In contrast, oil prices have underpinned the UAE’s federal level surety in budget forecasts, Clifton points out. The UAE’s fiscal position remains positive thanks to significant local and overseas reserves, along with prudent budget allocations, he adds.
“Overseas real estate investment was down 41% from 2015 to 2016, which has meant sale prices have been under sustained pressure,” he says. “This is partly due to the strong dollar [that the dirham is pegged to], which has led to numerous schemes being slowed. 2017 is beginning to see a small increase in investments, which will start to drive growth, especially when combined with new funding streams coming to market.”

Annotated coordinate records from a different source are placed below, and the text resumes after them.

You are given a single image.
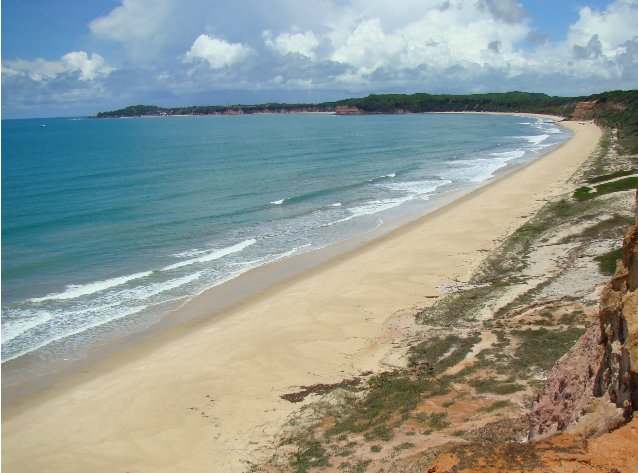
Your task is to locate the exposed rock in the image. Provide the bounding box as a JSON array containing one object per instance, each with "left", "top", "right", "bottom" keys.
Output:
[
  {"left": 570, "top": 100, "right": 598, "bottom": 121},
  {"left": 594, "top": 194, "right": 638, "bottom": 419},
  {"left": 528, "top": 326, "right": 603, "bottom": 440},
  {"left": 528, "top": 192, "right": 638, "bottom": 440},
  {"left": 335, "top": 105, "right": 363, "bottom": 115}
]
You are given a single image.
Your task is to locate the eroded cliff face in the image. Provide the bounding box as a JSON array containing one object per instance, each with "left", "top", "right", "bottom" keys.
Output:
[
  {"left": 528, "top": 193, "right": 638, "bottom": 440},
  {"left": 594, "top": 199, "right": 638, "bottom": 419}
]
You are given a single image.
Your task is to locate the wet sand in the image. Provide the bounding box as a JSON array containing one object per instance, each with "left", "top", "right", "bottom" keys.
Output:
[{"left": 2, "top": 122, "right": 600, "bottom": 472}]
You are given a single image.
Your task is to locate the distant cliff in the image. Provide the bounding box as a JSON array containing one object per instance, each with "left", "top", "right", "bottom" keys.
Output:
[
  {"left": 529, "top": 191, "right": 638, "bottom": 440},
  {"left": 94, "top": 90, "right": 638, "bottom": 148}
]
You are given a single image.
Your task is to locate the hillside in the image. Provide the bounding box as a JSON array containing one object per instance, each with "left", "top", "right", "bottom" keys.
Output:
[
  {"left": 254, "top": 124, "right": 638, "bottom": 473},
  {"left": 94, "top": 90, "right": 638, "bottom": 152}
]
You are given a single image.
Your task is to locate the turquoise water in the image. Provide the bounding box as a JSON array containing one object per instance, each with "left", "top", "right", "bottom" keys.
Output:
[{"left": 2, "top": 114, "right": 568, "bottom": 361}]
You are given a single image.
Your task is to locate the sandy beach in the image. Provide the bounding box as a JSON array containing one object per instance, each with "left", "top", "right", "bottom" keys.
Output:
[{"left": 2, "top": 122, "right": 601, "bottom": 472}]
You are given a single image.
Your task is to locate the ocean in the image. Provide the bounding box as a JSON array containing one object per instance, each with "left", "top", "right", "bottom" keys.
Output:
[{"left": 2, "top": 114, "right": 569, "bottom": 363}]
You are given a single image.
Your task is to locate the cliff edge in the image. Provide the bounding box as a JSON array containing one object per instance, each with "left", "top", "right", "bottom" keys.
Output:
[{"left": 528, "top": 192, "right": 638, "bottom": 440}]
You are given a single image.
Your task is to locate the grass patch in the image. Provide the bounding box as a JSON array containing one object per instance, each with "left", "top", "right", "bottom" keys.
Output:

“The start of 2017 (Q1) has been poor in terms of contracting awards in the UAE and the wider GCC, with some of the lowest volumes on record. However, the pipeline and sentiment in general is more positive. With Dubai committed to $2.99 billion of awards for the Expo 2020 site and the private sector likely to take a positive view on this, Q2 should see improvements.
“The danger of delays to contract awards is compounded by the approach of Ramadan and the summer months of low activity. This could see our $45bn forecast of awards for the year compressed into Q3+Q4, constraining construction capacity and possibly delaying some schemes.”
Speaking during a ‘LiveTalk’ organised by F+G and hosted by Clifton, Ranya Afifi, network director – MENA at the Economist, adds that oil prices are moved by a variety of factors, such as supply and demand, the value of the US dollar, investor perception and the pricing strategy of oil producers.
“Supply and demand is an extremely fluid scenario. We don’t know how profitable shale oil producers are anymore. Once upon a time, when oil was going at $110 a barrel to $50, we saw a lot of shale oil producers pulling off the market. But today, they’re in the market and they’re actually pumping more. Which leads us to believe that their profit – or their break-even point – is becoming lower and lower.
“Technological advancements are changing the supply side of the story. When we look at demand – it is growing. There is population growth worldwide, and even though there is a drive towards alternative energy, crude oil is still the cheapest source of energy,” she asserts.
Looking at how the real estate and construction sector might be affected in the GCC, Afifi says it’s important that expectations be lowered for the coming few years, while alternative financing methods will have to be considered due to the lack of funding in the market.
“We can’t expect there to be the same volume of business that we had previously. There are opportunities, but these opportunities are going to have to rely on the private sector. Basically, they will have to contribute more than just ticking a project award and then completing the process without contributing any financing themselves. I think the whole point of PPP is to add that liquidity or to add that financing, so that the government doesn’t have to bear the brunt of it.”
Clifton adds that alternative financing solutions such as independent water & power projects (IWPP) and public-private partnerships (PPP) are firmly on the agenda in Saudi Arabia.
“The first quarter has seen some significant tenders on this basis. They include IWPPs and PPPs for GACA for three key airports – Hail and Al-Qassim, as well as PPP tender submissions for Taif Airport. This bodes well for the short term as the industry hunts for positivity and work. This trend is expected to increase, although with some caution as over-exposure to alternative finance can cause long-term fiscal issues,” he concludes.